Again, remove the clear burn-in phase and plot the triangle:

Checkpoint: Once again, you can compare these to our own solutions; the posteriors should look very similar.

Let's find the credible intervals, for completeness. We won't bother with the goodness of fit, since the grid analysis did address that.

Any qualitative observations on how the marginalized posteriors compare to their counterparts from the course grid analysis?

For later notebooks, we'll want to see how multiple, independent chains with different starting points behave when using this method. The cell below will take care of running 4 chains, started at different positions.

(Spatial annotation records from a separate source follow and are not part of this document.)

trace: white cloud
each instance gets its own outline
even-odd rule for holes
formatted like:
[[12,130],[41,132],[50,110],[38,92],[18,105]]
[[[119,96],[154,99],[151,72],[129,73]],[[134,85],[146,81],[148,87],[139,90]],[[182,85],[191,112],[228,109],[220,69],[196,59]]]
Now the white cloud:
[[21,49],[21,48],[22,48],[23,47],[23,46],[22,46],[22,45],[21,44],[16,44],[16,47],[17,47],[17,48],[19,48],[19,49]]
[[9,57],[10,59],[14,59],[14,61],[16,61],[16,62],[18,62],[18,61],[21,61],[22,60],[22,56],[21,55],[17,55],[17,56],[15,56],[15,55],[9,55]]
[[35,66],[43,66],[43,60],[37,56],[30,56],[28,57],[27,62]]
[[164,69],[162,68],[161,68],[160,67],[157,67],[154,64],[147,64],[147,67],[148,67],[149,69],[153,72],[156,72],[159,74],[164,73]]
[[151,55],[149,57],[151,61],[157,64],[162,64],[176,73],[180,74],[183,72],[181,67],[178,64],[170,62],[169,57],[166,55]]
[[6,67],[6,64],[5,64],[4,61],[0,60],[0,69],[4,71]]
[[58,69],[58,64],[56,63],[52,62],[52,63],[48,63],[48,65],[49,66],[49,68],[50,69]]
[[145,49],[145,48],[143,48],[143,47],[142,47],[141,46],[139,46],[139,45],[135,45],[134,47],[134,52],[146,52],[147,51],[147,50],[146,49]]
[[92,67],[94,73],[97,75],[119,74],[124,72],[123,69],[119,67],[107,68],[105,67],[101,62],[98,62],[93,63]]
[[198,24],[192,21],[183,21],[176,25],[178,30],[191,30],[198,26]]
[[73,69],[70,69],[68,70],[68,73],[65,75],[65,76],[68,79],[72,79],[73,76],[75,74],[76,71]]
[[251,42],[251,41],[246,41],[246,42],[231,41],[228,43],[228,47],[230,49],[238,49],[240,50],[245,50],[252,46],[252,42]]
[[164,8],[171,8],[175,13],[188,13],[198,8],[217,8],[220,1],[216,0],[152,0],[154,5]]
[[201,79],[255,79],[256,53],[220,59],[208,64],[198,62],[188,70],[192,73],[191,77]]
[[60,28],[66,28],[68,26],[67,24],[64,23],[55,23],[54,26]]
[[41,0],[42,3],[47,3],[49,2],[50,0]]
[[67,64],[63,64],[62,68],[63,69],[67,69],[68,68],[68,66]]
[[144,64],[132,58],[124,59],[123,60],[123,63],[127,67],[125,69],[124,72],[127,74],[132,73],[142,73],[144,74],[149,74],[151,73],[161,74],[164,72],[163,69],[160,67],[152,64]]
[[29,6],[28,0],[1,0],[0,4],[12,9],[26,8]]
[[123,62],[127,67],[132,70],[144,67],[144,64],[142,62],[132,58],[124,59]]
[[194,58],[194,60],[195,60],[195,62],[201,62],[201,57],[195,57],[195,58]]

Now we can look at a more colorful version of the trace plots, showing all of the chains simultaneously:

We'll save them for later, without removing burn-in.

Parting thoughts

There you have it - at the cost of some random walking, you have now fit a model with enough free parameters to make a grid-based solution uncomfortably slow. Metropolis and Metropolis-Hastings are extremely widely applicable and therefore powerful, though one needs to think about how to provide an efficient proposal distribution. We'll see the consequences of not doing so in MCMC Diagnostics and some intelligent proposal strategies in More Sampling Methods.

Bonus

If you have already done the Gibbs Sampling tutorial, comment on the differences you see between the chains that the two methods produce.